Please check out our blog post here: https://aws.amazon.com/blogs/machine-learning/break-through-language-barriers-with-amazon-transcribe-amazon-translate-and-amazon-polly/ that explains the context of this project
In this post, you will learn how to use three fully managed AWS services (Amazon Transcribe (https://aws.amazon.com/transcribe/), Amazon Translate (https://aws.amazon.com/translate/), and Amazon Polly (https://aws.amazon.com/polly/)) to produce a near-real-time speech-to-speech translator solution that can quickly translate a source speaker’s live voice input into a spoken, accurate, translated target language, all with zero machine learning (ML) experience.
- Python 3.7.9
- Windows machine
- Zoom Interpreter Client
- Properly configured AWS IAM user with these AWS managed polices:
- AWSCodeCommitPowerUser
- TranslateFullAccess
- AmazonTranscribeFullAccess
- AmazonPollyFullAccess
- AWS CLI
- Run AWS configure in command prompt to configure the AWS cli with the previously mentioned IAM user secret and access keys. When running the python script, the AWS python library boto3 will look for these necessary security parameters and authorize/authenticate your AWS api calls.

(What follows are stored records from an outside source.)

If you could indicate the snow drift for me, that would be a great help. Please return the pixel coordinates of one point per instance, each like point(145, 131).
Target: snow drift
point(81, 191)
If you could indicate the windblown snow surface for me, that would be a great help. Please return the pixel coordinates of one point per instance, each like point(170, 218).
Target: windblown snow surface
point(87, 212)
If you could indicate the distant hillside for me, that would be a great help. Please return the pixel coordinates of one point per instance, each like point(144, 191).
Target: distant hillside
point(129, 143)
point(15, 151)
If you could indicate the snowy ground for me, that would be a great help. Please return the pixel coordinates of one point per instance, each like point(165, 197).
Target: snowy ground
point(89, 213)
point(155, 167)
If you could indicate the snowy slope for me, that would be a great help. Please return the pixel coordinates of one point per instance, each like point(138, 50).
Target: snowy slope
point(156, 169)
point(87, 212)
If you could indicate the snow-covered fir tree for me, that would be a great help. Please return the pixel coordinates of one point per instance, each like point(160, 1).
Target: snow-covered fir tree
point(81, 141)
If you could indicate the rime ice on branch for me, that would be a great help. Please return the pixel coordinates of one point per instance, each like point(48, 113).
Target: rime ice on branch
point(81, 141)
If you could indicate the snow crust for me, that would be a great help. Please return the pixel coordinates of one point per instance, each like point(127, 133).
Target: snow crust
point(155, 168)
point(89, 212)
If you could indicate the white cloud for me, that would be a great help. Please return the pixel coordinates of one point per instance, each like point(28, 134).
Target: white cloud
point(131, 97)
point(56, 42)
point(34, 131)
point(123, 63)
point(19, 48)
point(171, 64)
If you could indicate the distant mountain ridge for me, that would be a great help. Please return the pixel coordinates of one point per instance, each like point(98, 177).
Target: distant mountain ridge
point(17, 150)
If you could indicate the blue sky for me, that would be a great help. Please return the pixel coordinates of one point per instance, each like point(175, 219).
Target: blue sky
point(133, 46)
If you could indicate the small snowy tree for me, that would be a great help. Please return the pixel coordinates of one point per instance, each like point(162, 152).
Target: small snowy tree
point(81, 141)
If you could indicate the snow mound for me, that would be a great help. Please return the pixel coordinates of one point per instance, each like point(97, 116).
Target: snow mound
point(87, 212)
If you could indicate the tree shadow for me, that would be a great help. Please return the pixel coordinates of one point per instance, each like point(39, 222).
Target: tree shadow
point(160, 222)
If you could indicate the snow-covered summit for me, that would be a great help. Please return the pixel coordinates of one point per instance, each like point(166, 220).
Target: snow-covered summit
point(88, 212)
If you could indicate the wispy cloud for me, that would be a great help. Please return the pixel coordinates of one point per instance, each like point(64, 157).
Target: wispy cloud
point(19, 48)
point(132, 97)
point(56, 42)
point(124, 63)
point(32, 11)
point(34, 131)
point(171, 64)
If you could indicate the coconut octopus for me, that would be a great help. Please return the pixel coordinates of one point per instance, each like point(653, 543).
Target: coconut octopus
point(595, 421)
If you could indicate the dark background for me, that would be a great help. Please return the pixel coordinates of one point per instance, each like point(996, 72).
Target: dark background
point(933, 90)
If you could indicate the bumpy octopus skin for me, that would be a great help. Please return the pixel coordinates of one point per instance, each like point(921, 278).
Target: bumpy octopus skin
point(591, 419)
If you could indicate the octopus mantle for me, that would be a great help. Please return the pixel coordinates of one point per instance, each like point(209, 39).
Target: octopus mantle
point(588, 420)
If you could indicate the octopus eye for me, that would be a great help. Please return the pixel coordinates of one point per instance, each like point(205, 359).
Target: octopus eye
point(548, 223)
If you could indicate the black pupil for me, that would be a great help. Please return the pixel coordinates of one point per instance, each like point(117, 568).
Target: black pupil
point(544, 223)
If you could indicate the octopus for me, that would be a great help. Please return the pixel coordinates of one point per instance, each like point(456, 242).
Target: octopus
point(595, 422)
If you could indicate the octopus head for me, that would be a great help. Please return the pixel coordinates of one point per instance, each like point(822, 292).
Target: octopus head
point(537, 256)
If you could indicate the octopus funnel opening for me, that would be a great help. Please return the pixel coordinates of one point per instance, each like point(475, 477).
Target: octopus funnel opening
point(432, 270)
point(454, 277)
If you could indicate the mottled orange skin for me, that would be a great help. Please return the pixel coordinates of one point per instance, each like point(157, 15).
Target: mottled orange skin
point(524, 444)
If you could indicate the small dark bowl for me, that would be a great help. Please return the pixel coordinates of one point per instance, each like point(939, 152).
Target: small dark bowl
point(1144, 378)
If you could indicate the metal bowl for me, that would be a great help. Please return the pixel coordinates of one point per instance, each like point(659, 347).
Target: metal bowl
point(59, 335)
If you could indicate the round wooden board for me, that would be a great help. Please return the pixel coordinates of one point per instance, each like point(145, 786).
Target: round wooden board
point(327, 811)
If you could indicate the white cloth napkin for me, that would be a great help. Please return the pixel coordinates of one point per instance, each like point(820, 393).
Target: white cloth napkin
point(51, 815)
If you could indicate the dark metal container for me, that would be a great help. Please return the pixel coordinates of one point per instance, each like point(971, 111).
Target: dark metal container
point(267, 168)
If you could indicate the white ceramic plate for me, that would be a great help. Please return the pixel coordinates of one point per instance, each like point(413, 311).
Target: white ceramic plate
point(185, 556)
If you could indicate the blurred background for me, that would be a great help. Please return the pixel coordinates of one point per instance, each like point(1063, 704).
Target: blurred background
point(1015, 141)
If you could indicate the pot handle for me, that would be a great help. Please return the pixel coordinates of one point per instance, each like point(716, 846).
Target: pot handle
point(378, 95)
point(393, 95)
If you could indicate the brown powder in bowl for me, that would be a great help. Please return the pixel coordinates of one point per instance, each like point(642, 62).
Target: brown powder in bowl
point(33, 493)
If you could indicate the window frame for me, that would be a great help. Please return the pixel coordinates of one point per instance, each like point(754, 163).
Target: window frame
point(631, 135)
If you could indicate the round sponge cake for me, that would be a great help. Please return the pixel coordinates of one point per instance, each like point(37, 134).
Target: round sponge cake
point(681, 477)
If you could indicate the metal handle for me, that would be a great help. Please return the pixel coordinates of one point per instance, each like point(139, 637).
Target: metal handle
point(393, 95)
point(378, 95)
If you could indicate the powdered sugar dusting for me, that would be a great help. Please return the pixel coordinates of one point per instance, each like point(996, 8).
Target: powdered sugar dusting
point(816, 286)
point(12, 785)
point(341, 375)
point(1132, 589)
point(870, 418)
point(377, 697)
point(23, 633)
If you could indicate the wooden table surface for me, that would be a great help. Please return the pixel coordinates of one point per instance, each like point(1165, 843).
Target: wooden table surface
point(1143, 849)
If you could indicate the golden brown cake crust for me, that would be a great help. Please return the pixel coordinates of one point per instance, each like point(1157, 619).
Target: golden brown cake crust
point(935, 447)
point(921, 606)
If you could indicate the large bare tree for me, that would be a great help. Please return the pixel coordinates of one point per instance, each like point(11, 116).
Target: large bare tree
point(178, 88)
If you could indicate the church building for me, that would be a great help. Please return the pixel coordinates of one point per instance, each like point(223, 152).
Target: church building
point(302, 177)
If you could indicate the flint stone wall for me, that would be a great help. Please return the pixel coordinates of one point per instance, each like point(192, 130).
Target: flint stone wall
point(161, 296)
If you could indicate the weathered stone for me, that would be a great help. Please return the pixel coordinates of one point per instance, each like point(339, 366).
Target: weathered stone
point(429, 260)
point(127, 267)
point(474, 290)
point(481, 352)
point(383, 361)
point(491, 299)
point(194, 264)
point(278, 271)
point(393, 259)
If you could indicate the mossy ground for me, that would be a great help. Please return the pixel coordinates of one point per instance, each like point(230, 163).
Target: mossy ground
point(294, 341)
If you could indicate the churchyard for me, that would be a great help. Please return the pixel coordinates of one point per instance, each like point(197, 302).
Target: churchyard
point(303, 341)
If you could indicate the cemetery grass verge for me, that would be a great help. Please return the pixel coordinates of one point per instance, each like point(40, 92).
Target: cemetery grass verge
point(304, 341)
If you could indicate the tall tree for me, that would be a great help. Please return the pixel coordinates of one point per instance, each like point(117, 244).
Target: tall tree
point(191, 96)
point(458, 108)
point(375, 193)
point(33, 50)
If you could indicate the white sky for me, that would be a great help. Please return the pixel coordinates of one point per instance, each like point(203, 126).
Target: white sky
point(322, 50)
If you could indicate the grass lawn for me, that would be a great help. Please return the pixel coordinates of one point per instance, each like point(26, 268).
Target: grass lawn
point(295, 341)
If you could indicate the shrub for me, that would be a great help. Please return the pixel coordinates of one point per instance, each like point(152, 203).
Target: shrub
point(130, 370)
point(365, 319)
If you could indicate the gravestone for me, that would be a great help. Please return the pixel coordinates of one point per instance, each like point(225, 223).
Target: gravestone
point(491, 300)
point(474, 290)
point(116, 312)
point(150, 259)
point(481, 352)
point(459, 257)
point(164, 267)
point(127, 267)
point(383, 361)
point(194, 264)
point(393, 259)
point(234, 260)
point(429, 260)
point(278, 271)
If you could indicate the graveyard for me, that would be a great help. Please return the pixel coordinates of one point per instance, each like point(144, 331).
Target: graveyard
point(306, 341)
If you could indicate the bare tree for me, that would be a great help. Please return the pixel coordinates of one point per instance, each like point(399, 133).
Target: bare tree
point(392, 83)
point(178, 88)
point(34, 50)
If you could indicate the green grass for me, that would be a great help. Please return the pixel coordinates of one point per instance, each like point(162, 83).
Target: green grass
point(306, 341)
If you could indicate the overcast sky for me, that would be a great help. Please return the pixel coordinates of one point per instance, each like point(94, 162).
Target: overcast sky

- Install all the dependencies
pip install -r requirements.txt
- Run the language assistant. it will ask you to pick the speaker device (Virtual Audio Output Cable) to record from. And pick the direction of translation. 1 for English to Chinese and 2 for Chinese to English
python3 language_assistant.py
- You can see average times on the Command Line outputs.
- To measure WER and BLEU after a test recording, you can run:
Python3 jiwertest.py
Python3 bleu_score.py
Notes: For security reasons, the code that writes to files for later analysis has been commented out, feel free to uncomment the code after delivery.
Contents of the old files folder can be explained as sort of a 'discovery in process' log of the iterations of the bot and experimentations, we left them for later examination if you so choose.
See CONTRIBUTING for more information.
This library is licensed under the MIT-0 License. See the LICENSE file.